Beauty may be subjective, but there are some factors we can all agree on. Get inspired by these designer ideas to create a cosy and eye-pleasing bedroom.
What is it about Leonardo da Vinci’s Mona Lisa that makes it the iconic portrait that we know it as today? Some may point to her enigmatic smile, the detailed background, the possibility of it being a self-portrait, or even the array of time-worn details that add to its mystique. When art experts attempt to quantify the reasons that the Mona Lisa is so endearing and prevalent, we arrive at a set of factors that could not possibly have been known to even the original Renaissance man himself.
Even the grandmasters of the past could not have accurately predicted the outcome of every artistic endeavour, and yet the presentations that we appreciate as masterpieces today could not have been drafted without the necessary know-how and some form of forethought. To enable you to create your own masterpiece, we cut through the fog of various materials, styles, and other decorative options available, and summarized our top designer tips for creating truly striking bedrooms.
Space being the luxury that it is in urban homes, bedrooms with en-suite bathrooms get a dose of extravagance from an open layout. Removing the walls between the bedroom and the en-suite bathroom makes the space larger – and paradoxically, more intimate. In tight quarters, opaque brick walls could be replaced with transparent or semi-transparent glass curtain walls to keep the bedroom dry. With adequate space, visual segregation could be achieved with bathroom fittings installed slightly higher to rest on a raised platform or with subtle transitions in architectural finishes.
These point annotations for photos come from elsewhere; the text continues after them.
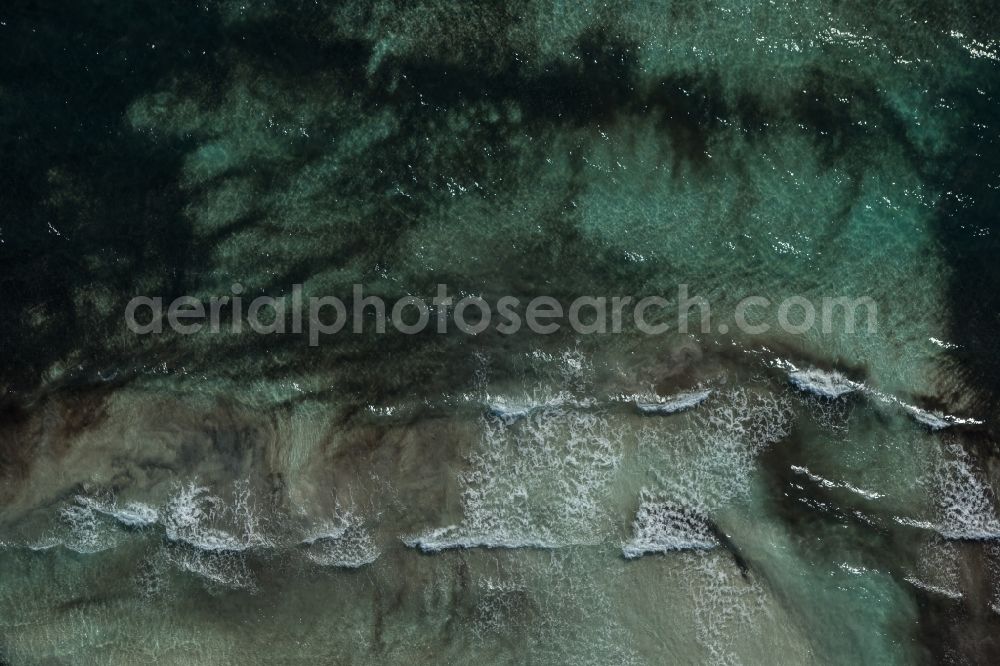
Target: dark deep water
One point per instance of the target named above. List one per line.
(443, 498)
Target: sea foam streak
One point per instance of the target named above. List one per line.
(536, 483)
(675, 403)
(661, 526)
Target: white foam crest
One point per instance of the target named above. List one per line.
(342, 542)
(538, 483)
(675, 403)
(826, 483)
(826, 384)
(833, 385)
(937, 569)
(226, 569)
(943, 591)
(191, 512)
(966, 502)
(710, 466)
(510, 409)
(130, 514)
(87, 533)
(662, 526)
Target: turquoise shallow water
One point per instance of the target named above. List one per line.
(715, 496)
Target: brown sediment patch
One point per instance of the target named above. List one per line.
(964, 630)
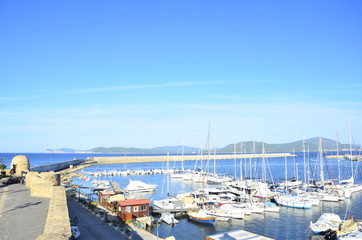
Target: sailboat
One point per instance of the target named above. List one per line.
(169, 202)
(202, 215)
(168, 218)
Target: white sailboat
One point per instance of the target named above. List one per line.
(168, 218)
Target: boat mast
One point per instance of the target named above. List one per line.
(235, 161)
(264, 164)
(350, 148)
(321, 173)
(338, 160)
(241, 159)
(286, 170)
(214, 145)
(182, 162)
(304, 163)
Ecological consciousness is apparently back in favour, resulting in a resurgence of natural materials dominating interior spaces. Even laminates mimicking stone or wood are useful for evoking a rustic or country ambiance – though for the sake of authenticity we highly recommend building up a thin façade of natural materials over existing walls.
Where complex patterns and classical decorative elements may be overly imposing, consider less robust patterns or geometry in simple forms instead. Simple patterns and geometric shapes take up less visual weight, making small bedrooms seem larger, complementing modern and minimalist interiors.
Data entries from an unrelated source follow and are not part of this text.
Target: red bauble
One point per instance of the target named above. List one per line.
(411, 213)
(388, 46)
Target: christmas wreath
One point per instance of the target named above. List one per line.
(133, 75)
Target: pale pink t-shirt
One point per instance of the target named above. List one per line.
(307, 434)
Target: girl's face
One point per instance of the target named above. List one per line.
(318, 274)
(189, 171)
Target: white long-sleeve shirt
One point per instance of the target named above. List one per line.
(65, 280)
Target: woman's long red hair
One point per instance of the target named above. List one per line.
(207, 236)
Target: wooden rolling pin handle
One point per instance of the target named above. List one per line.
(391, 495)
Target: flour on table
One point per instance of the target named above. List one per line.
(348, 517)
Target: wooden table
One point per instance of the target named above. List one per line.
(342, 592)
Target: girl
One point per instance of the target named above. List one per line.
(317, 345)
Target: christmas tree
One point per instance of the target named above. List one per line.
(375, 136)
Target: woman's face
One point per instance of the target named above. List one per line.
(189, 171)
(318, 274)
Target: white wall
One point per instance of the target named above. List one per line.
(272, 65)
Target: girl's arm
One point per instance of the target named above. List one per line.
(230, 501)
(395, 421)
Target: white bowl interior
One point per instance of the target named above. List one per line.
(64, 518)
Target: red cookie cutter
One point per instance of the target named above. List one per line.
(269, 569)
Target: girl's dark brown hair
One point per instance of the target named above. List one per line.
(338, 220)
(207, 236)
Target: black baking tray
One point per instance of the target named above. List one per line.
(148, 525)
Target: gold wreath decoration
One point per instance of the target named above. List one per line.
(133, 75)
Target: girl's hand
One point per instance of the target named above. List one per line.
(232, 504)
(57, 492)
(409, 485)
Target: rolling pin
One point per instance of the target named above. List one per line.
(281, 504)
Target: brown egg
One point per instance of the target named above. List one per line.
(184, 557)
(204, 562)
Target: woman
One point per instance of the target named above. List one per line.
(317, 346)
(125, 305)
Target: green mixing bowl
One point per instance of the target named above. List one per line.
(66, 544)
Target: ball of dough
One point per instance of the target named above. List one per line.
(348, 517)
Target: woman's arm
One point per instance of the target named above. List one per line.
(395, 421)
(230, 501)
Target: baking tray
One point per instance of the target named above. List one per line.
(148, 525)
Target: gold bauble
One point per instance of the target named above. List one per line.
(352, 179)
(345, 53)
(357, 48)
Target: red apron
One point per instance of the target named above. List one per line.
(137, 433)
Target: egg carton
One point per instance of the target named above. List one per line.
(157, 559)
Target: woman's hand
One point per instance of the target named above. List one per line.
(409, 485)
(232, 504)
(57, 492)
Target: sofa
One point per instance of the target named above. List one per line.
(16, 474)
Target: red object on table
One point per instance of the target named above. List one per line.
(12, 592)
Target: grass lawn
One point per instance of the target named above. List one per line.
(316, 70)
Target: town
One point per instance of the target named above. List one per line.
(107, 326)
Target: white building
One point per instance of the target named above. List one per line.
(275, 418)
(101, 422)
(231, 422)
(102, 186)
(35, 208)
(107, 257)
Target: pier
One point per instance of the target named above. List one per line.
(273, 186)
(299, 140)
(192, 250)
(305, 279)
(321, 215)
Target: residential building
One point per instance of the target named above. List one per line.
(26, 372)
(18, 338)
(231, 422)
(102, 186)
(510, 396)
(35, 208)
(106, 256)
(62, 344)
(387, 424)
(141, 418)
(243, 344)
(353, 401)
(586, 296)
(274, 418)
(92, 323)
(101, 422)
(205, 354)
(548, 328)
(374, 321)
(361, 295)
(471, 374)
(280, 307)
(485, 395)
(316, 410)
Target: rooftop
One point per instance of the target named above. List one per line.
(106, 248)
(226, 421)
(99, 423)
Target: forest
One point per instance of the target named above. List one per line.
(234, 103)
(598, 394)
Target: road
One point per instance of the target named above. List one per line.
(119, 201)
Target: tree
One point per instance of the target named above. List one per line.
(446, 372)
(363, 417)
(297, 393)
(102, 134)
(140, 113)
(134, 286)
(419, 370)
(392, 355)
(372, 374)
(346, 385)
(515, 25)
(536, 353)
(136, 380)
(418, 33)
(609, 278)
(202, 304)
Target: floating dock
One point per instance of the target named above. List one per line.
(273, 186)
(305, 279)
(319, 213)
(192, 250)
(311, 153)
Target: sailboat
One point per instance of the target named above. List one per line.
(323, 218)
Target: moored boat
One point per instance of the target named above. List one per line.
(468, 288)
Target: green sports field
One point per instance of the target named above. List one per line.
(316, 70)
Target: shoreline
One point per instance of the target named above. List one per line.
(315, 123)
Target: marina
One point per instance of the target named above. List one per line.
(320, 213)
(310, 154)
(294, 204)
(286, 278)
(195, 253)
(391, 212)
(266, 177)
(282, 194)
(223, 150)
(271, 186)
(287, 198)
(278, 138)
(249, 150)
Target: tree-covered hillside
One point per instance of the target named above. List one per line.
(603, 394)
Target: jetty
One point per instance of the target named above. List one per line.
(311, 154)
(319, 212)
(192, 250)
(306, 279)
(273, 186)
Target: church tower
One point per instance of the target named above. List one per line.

Instead of opting for opaque cabinetry with glossy or matte doors, which add weight to the space, showcase your clothing and maximise the spatial potential of your bedroom with transparent wardrobe doors. If your wardrobe choices result in haphazard bursts of colour, you can always tone down the effect of your collection by using slightly opaque wardrobe doors with a reflective sheen to reduce the visual impact of your garments’ colours.
Aside from the widely understood fact that mirrors expand the perceived space, reflective materials such as mirrored glass or polished metal cut in simple lines or shapes serve to highlight transitions with a greater degree of elegance. When utilised in measured doses in conjunction with lighting fixtures, reflective accents cast an additional glow of redirected light to complement modern interiors.
For some, lighting of the warm white variety does more for a cosy atmosphere than cool white. While the latter is appropriate for a clean and breezy interior, the soft yellow glow of the former is reminiscent of candlelight or natural light at dusk and dawn – and is consequently more conducive for relaxation. Mix fixtures with cool white and warm white bulbs together for a little extra glitter and glam, or go completely warm white for a softly lit den.
There are few sensations as comforting as bare toes buried in deep fabrics. Incorporate thick drapery and deep-pile carpeting into a bedroom of any size to increase the depth of your furnishings and to make for a cosier space. To add more depth and push the comfort factor all the way to the top, alternate between layers of silky and fluffy textures with fabrics composed of differing materials and thread counts.